An updated version of the law was passed as part of the Higher Education Amendments Act of 1998 {Section 486(e) of Public Law 105-244}. The official title under this act is the Jeanne Clery Disclosure of Campus Security Policy and Campus Crime Statistics Act {20 U.S.C. 1092(f)}. On Nov. 1, 1999, ED issued the final regulations which went into effect on July 1, 2000. The amendments require ED to collect, analyze, and report to Congress on the incidences of crime on college campuses. The amendments also expand the requirement of the Student Right to Know and Campus Security Act of 1990 that all institutions of higher education participating in the federal student aid programs must disclose to students, faculty, staff, and, upon request, prospective students, information regarding the incidence of crimes on campus as part of their campus security report.
The 1998 amendments made several changes to the disclosure requirements.

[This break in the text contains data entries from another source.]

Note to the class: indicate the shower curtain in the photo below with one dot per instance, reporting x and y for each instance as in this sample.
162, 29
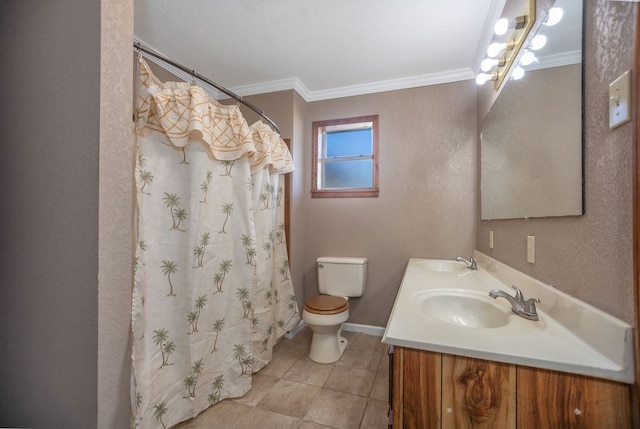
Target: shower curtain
212, 291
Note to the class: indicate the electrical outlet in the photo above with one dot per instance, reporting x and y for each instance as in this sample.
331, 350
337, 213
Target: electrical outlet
531, 249
619, 100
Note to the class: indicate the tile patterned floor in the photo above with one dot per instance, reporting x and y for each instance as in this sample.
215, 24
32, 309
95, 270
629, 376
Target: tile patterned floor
293, 392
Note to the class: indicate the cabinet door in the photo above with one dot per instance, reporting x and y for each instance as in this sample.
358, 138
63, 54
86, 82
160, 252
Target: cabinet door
416, 389
477, 394
549, 399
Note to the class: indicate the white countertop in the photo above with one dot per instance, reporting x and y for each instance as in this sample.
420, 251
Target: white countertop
571, 336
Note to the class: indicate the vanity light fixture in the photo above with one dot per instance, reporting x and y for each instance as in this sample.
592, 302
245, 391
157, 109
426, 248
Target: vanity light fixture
503, 25
517, 73
538, 42
482, 78
555, 15
528, 58
505, 48
496, 48
489, 63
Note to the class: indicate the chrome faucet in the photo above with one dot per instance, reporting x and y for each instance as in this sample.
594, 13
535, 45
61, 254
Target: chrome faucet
520, 306
472, 265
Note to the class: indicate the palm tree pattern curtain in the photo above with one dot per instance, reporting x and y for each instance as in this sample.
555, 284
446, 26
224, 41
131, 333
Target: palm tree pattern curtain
212, 291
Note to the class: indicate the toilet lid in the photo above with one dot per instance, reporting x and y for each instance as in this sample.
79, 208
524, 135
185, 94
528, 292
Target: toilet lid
326, 304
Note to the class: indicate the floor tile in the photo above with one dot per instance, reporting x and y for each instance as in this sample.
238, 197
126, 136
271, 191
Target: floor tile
258, 418
337, 409
360, 359
312, 425
278, 366
309, 372
350, 380
224, 415
260, 384
380, 388
294, 392
367, 342
375, 415
290, 398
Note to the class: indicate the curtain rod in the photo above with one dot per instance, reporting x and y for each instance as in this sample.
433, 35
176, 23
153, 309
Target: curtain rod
140, 48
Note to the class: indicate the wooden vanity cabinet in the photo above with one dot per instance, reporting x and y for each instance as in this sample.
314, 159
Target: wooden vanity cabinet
434, 390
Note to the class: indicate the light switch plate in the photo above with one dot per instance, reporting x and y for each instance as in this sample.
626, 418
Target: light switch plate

Among these changes were the addition of two crimes (Arson and Negligent Manslaughter) and three locations (resident halls, non-campus buildings or property not geographically contiguous to the campus, and public property immediately adjacent to a facility that is owned or operated by the institution for education purposes) that schools must include in the reported statistics. Institutions that have a campus police or security department are required to maintain a daily crime log that is available to the public.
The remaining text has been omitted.